Each subquery can be a SELECT, VALUES, INSERT, UPDATE or DELETE statement.
– You can use MATERIALIZED or NOT MATERIALIZED to modify the CTE.
- If MATERIALIZED is specified, the WITH query will be materialized, and a copy of the subquery result set is generated. The copy is directly queried at the reference point. Therefore, the WITH subquery cannot be jointly optimized with the SELECT statement trunk (for example, predicate pushdown and equivalence class transfer). In this scenario, you can use NOT MATERIALIZED for modification. If the WITH query can be executed as a subquery inline, the preceding optimization can be performed.
- If the user does not explicitly declare the materialized attribute, comply with the following rules: If the CTE is referenced only once in the trunk statement to which it belongs and semantically supports inline execution, it will be rewritten as subquery inline execution. Otherwise, the materialized execution will be performed in CTE Scan mode.

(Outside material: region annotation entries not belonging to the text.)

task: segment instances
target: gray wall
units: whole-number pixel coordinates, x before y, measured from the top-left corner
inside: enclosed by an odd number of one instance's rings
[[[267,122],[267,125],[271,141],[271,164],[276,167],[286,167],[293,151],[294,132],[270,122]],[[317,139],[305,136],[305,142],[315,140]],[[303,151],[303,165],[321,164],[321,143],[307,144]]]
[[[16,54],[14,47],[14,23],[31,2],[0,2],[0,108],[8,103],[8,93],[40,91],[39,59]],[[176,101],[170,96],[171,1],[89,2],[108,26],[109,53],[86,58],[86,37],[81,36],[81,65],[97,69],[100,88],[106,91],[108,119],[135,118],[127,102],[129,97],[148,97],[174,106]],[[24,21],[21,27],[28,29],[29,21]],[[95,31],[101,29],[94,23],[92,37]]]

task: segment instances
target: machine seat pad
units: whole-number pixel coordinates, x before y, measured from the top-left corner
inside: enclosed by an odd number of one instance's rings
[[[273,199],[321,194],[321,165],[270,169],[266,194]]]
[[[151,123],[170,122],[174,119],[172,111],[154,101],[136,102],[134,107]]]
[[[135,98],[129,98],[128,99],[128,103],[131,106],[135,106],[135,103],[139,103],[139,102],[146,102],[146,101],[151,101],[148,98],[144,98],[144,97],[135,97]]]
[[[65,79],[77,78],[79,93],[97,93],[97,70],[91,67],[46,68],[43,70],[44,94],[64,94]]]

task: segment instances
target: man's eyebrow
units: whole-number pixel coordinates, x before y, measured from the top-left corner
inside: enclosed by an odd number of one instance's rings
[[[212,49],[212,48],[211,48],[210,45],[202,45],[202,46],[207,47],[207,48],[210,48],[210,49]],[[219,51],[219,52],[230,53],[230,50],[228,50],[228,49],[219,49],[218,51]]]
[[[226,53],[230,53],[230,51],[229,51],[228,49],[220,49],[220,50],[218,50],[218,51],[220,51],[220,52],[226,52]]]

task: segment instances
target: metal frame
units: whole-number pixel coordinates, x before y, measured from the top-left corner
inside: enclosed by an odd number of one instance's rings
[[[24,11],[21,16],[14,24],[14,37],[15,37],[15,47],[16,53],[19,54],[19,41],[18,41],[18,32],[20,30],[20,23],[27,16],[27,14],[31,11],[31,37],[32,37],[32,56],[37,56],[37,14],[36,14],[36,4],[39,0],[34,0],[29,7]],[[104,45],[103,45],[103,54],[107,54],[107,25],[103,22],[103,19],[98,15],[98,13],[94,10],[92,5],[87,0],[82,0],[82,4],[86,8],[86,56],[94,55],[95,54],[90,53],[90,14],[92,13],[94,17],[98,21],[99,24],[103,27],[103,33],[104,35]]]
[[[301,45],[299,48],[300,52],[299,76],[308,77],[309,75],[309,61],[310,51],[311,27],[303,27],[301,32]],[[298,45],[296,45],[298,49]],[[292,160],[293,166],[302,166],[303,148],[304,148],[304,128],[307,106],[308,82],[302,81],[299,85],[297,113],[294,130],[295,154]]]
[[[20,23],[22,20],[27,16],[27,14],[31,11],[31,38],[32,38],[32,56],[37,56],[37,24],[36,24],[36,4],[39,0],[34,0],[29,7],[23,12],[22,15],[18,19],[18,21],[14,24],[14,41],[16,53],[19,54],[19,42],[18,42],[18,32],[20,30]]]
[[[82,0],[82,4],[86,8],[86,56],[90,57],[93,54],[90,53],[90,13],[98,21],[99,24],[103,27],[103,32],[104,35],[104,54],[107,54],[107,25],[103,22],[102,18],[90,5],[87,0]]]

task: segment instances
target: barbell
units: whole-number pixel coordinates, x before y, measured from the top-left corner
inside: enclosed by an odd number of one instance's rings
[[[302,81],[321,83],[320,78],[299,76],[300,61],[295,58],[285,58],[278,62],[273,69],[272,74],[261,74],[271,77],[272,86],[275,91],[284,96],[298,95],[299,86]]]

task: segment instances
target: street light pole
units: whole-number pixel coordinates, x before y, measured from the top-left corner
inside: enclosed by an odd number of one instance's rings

NOTE: INSERT ON DUPLICATE KEY UPDATE does not support the WITH and WITH RECURSIVE clauses.
plan_hint clause
Follows the INSERT keyword in the /*+ */ format. It is used to optimize the plan of an INSERT statement block. For details, see Hint-based Tuning. In each statement, only the first /*+ _plan_hint _*/ comment block takes effect as a hint. Multiple hints can be written.
table_name
Specifies the name of the target table where data will be inserted.
Value range: an existing table name
partition_clause
Inserts data to a specified partition.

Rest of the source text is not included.